One of the most impressive medical efficacies of terpenes such as terpinolene is their ability to fight cancer and reduce – or even eliminate – tumors.
A 2012 study published in the journal Oncology Letters found that cancer cells treated with sage or rosemary extract containing terpinolene reduced a protein expression that helps promote the propagation of cancer cells in the body. Concluded researchers,
We found that terpinolene, a common component of sage and rosemary, markedly reduced the protein expression of AKT1 in K562 [cancer] cells and inhibited cell proliferation.
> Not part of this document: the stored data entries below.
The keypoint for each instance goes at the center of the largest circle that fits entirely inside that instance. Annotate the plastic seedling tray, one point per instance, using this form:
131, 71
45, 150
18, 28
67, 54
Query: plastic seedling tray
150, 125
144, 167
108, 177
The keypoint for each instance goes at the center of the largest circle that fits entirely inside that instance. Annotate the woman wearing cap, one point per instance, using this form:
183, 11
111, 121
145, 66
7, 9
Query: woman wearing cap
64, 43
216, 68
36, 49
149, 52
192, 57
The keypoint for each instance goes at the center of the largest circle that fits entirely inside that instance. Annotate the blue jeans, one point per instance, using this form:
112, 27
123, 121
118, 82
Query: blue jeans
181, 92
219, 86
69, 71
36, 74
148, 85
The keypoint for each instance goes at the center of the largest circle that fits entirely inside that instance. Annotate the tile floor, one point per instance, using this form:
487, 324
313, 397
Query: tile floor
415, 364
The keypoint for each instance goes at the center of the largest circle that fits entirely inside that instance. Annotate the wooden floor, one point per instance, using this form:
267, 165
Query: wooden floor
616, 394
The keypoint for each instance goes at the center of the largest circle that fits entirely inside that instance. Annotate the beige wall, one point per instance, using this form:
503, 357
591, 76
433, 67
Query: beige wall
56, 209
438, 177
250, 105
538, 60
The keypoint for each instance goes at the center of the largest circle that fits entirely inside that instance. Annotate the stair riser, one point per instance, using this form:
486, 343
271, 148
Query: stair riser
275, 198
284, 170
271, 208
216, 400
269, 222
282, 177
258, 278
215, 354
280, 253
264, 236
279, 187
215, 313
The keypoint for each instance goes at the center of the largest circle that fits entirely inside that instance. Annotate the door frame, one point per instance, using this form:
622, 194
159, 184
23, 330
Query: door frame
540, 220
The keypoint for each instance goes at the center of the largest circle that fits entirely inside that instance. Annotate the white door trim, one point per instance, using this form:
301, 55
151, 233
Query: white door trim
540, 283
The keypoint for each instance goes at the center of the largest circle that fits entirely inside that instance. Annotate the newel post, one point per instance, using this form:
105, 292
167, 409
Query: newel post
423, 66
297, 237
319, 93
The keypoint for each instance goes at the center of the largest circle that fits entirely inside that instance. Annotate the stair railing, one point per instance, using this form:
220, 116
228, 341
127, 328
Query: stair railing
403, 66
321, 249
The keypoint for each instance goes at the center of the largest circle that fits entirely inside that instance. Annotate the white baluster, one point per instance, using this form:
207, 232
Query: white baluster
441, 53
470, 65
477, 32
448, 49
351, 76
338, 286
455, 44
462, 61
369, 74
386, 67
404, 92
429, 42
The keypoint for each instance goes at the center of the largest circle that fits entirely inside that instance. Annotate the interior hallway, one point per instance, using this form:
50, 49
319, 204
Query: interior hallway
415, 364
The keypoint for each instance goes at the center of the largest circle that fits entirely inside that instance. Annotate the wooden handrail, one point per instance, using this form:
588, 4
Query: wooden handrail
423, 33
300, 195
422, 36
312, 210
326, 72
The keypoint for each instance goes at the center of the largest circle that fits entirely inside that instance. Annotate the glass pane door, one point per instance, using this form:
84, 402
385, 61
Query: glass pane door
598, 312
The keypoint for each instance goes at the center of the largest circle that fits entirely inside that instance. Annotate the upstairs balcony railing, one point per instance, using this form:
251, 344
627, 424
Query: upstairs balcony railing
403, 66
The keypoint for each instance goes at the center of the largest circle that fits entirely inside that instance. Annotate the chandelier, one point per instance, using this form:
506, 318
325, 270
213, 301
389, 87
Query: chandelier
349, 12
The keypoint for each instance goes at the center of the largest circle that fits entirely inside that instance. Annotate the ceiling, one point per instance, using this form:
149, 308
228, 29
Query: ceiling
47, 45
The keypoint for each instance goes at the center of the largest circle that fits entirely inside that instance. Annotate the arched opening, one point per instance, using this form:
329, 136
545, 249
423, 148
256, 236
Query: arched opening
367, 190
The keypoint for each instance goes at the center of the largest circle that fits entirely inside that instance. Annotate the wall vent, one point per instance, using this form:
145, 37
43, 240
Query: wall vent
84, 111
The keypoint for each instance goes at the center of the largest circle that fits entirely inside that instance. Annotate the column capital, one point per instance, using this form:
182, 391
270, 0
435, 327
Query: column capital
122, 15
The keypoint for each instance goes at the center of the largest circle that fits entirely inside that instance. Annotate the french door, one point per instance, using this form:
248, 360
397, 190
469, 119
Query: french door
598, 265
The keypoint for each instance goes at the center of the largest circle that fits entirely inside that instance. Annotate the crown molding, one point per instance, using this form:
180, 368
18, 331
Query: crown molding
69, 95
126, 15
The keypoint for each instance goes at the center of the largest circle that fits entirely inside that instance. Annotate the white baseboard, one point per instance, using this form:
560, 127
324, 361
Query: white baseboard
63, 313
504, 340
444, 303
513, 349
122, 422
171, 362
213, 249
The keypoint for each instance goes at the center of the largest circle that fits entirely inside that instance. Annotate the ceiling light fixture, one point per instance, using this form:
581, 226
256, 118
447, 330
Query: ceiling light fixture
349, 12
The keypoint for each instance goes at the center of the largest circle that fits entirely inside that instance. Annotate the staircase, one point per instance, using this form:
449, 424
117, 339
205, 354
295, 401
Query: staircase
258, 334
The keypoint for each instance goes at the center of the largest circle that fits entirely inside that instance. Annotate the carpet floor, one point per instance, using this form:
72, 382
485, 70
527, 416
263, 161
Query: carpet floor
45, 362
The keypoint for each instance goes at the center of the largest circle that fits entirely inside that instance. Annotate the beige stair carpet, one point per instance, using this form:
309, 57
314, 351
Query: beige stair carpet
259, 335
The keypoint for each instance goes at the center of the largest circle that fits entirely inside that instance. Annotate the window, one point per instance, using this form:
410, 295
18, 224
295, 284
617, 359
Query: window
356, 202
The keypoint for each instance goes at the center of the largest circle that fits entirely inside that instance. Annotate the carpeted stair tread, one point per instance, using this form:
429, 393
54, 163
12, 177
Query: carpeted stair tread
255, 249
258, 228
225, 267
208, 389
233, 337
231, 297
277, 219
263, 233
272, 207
Terpinolene has also been found to help combat heart disease. A 2005 study published in the International Journal of Phytotherapy and Phytopharmacology found this terpene, when combined with Vitamins A and E, to prevent a condition called low-density lipoprotein (LDL).
LDL is the “bad cholesterol” of the lipid world and a major cause of coronary heart disease. Concluded the researchers,
This protective effect [of terpinolene] could possibly retard atherogenesis and, in consequence, avoid coronary heart diseases.
Terpinolene is unique among the dozens of terpenes found in cannabis because it is neither an analgesic (pain killer) nor an anti-inflammatory. The majority of terpenes, especially major examples, are typically either good for the treatment of pain, an anti-inflammatory, or both.
When combined with other terpenes and cannabinoids, however (as occurs naturally in individual strains of cannabis), terpinolene shows great promise as both a primary treatment and also an adjunct to other cannabinoids and therapies.